Problems with command parsing from satellite to agent (no response)

nva · March 13, 2019, 8:48am

Hello all,

It’s been a while since I was able to work on our internal project, but I’m having problems with command parsing. I’ve defined several services, but it’s not working as it should. The error the director is giving me is “No data received”.

I’ve got a master (named mon001) a satellite (named sat001) and a terminal server (ts001 with the agent). The master is installed off-site and the agent is installed in the internal network, together with the agent.

The communication between the master, satellite and agent is working fine.

The firewall ports are configured properly (I can connect from the satellite to the agent and I get results returned on the CLI when running.
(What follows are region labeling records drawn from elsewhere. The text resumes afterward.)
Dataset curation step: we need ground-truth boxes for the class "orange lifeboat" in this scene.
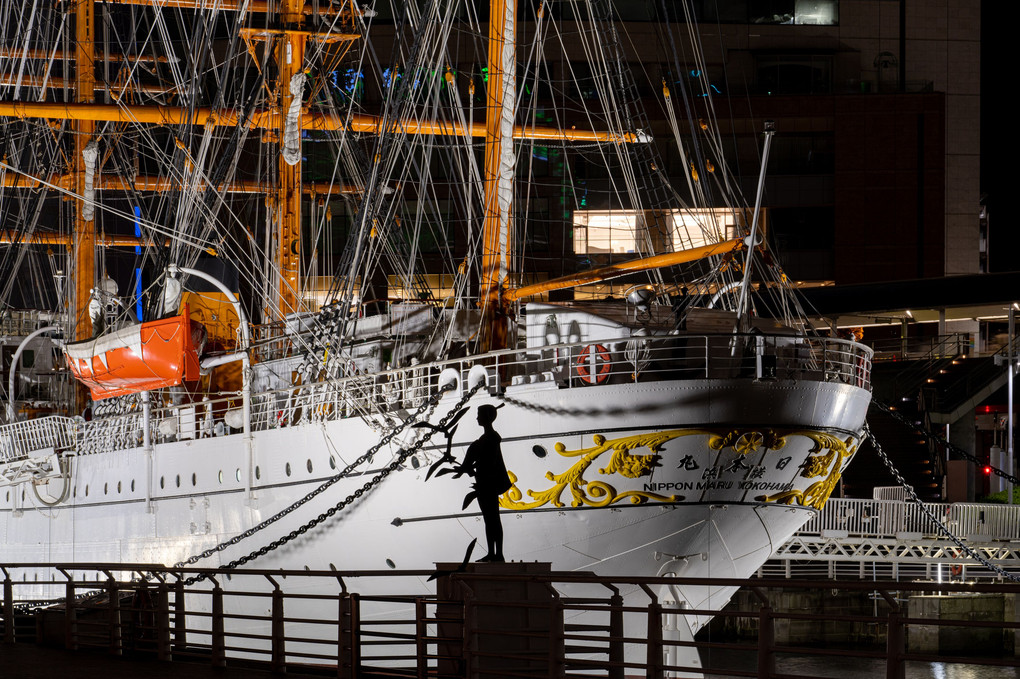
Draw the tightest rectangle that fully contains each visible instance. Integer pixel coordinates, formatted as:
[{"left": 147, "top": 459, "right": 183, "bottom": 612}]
[{"left": 64, "top": 305, "right": 205, "bottom": 401}]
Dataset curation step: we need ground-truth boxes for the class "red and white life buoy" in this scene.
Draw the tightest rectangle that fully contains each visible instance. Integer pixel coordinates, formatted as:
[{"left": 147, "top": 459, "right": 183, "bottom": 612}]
[{"left": 574, "top": 345, "right": 613, "bottom": 384}]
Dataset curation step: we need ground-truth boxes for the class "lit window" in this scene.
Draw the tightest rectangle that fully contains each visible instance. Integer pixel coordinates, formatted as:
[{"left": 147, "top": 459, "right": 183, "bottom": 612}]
[{"left": 573, "top": 208, "right": 764, "bottom": 255}]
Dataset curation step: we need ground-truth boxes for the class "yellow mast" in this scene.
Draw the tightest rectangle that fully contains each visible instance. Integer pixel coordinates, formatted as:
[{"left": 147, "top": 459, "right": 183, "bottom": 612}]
[
  {"left": 478, "top": 0, "right": 516, "bottom": 351},
  {"left": 274, "top": 0, "right": 305, "bottom": 317},
  {"left": 69, "top": 0, "right": 96, "bottom": 340}
]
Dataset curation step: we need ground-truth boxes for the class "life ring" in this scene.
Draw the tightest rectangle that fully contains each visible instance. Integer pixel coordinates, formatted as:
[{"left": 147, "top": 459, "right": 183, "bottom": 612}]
[{"left": 574, "top": 345, "right": 613, "bottom": 384}]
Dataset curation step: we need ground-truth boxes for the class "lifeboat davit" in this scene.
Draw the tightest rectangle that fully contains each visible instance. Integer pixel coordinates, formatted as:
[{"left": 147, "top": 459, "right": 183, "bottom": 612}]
[{"left": 64, "top": 305, "right": 205, "bottom": 401}]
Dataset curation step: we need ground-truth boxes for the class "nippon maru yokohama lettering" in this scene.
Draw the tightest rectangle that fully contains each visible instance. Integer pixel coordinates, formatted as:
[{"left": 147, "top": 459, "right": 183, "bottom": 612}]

So the allowed_hosts and password in nsclient.ini is configured correctly.

The command from the satellite to the agent works (tested using CLI):

When I run: “./check_nscp_api -H ts001.fqdn.local -P 8443 --password XxXxXx -q check_drivesize -a drive=c:” from the CLI, it returns: “check_drivesize OK All 1 drive(s) are ok | ‘c: used’=29.379845GB;79.557028;89.501657;0;99.446285 ‘c: used %’=30%;80;90;0;100”

Whenever I run this through the director and tell it to use the satellite agent, I’m receiving “No data received”.

I’ve set up datafields:

I’ve configured the fields with the command

I’ve created the arguments for the command

I’ve defined a command

I’ve configured the parameters for the service

What is going wrong here?

nva · March 13, 2019, 8:51am

The message that I’m receiving:

P.S.: If I create an error by mistake like removing the IP address it throws an TCP/IP error at me or an unknown host. So there seems to be some form of communication.

aflatto · March 13, 2019, 9:01am

Hi

Can you show the service “inspect” output ? specifically the command print out ?

You should enable the debug log and capture the command execution of the service to make sure that the command you think you build does match the one you are running in the cli ?

nva · March 13, 2019, 9:11am

Dear Assaf,

I’m not 100% sure what you mean. Is down below what you mean?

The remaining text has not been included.